The idea behind buying health insurance is to prepare oneself financially for any medical exigency. However, by opting for a good health insurance policy for your family, you get the dual advantage of protecting yourself from unexpected medical expenditures while saving yourself from the tax burden. You can claim a tax deduction under section 80D of the Income Tax Act, which adds to your savings.
As an income tax assessee, you need to be clear about the criteria based on which you can claim the deductions, irrespective of whether you opted for individual health insurance or a group mediclaim.
Listed below are some key points about mediclaim deduction that will help you save on your taxes.
Buying a health insurance plan with the sole objective of getting tax benefits is not advisable. That way, you might end up being under-insured. However, as an investment, the mediclaim policy premium that you pay qualifies for tax deductions, which makes it one of the advantages of having a health cover.
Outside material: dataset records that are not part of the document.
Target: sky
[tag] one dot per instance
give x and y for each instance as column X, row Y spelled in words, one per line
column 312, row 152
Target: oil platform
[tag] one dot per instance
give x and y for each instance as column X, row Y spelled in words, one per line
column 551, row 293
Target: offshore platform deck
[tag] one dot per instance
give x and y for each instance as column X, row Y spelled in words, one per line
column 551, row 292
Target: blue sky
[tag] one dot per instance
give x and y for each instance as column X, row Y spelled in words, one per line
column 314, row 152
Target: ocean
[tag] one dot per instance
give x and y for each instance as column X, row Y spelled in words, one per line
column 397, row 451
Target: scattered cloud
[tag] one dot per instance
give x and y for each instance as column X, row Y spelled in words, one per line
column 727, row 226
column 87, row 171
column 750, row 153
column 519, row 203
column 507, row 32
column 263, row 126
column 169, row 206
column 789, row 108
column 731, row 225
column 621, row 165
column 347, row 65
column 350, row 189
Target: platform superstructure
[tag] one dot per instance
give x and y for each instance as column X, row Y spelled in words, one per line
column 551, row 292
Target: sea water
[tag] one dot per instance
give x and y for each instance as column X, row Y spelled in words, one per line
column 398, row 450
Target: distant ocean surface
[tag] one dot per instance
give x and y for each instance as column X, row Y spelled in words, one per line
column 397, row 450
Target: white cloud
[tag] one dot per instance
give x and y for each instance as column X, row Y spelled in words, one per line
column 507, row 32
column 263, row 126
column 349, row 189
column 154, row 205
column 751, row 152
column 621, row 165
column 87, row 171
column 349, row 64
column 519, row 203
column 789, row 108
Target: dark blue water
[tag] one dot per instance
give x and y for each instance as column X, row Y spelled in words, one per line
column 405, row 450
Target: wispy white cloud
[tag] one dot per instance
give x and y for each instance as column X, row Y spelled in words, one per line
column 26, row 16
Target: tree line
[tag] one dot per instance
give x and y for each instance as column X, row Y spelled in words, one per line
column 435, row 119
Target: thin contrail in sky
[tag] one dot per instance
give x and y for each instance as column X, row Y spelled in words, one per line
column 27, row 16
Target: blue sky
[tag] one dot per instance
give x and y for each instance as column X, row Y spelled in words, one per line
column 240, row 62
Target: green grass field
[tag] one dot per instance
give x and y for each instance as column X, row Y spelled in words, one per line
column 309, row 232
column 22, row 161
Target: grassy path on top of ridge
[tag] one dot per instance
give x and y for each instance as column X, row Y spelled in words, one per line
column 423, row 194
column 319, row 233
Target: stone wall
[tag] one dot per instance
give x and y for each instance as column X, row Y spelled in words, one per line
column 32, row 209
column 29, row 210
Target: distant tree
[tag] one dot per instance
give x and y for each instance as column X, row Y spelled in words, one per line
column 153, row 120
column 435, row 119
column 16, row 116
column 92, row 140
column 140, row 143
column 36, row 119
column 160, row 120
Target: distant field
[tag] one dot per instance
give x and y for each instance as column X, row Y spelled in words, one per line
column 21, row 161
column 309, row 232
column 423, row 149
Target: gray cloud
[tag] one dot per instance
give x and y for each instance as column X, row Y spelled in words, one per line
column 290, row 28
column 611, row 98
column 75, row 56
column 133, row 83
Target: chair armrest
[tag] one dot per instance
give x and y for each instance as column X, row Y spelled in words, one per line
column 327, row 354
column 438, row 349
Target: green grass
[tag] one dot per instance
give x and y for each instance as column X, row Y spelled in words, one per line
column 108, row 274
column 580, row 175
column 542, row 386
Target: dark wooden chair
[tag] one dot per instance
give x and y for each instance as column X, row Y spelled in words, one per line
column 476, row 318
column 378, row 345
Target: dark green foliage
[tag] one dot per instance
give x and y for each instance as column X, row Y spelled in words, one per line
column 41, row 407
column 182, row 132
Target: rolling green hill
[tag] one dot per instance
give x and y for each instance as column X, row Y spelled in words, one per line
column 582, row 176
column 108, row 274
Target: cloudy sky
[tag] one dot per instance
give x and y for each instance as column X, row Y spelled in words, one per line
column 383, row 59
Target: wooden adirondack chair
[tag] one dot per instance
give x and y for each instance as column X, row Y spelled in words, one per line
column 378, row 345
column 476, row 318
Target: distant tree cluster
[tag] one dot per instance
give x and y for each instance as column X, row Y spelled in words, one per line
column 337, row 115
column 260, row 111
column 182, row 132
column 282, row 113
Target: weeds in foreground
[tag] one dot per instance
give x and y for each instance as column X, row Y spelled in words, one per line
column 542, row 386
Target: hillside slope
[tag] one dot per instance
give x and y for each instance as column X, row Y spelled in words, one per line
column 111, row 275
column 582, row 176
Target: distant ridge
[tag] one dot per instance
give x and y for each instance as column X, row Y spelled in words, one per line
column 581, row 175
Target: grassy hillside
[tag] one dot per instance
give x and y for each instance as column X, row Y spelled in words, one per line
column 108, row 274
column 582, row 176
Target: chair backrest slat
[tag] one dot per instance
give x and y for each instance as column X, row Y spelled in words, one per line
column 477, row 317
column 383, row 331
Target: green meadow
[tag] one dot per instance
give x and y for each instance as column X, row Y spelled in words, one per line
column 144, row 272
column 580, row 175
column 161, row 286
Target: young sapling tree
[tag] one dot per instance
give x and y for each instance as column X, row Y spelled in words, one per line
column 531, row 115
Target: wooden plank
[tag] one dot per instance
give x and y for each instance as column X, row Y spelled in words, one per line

To make the most of this benefit, you must be clear about the eligibility:
1. The first thing to note about deductions on the premium is the age and number of persons insured in a policy.
For instance, as an individual assessee, you get a deduction up to Rs 25,000 in a financial year if you have a policy that covers self, spouse, and dependent children. You can also avail of an additional tax deduction up to Rs 25,000 for your parents below 60 years. If either you or your spouse is a senior citizen, the deduction limit is up to Rs 50,000. Moreover, the maximum mediclaim 80d deduction amount one can get is Rs 1,00,000 if the proposer and insured covered are senior citizens aged above 60.
Hence, one must be sure about the eligibility criteria to claim the right amount of deduction under section 80D. Find the premium you need to pay by using the health insurance premium calculator, an online tool that gives you a precise estimate of your premium.
2. The second thing to note is these tax deductions are applicable for insurance premium paid for all types of health insurance plans viz. family floater plans, senior citizen health insurance, group mediclaim policy by an employer, etc. However, if the employer pays the premium, you cannot claim tax deductions.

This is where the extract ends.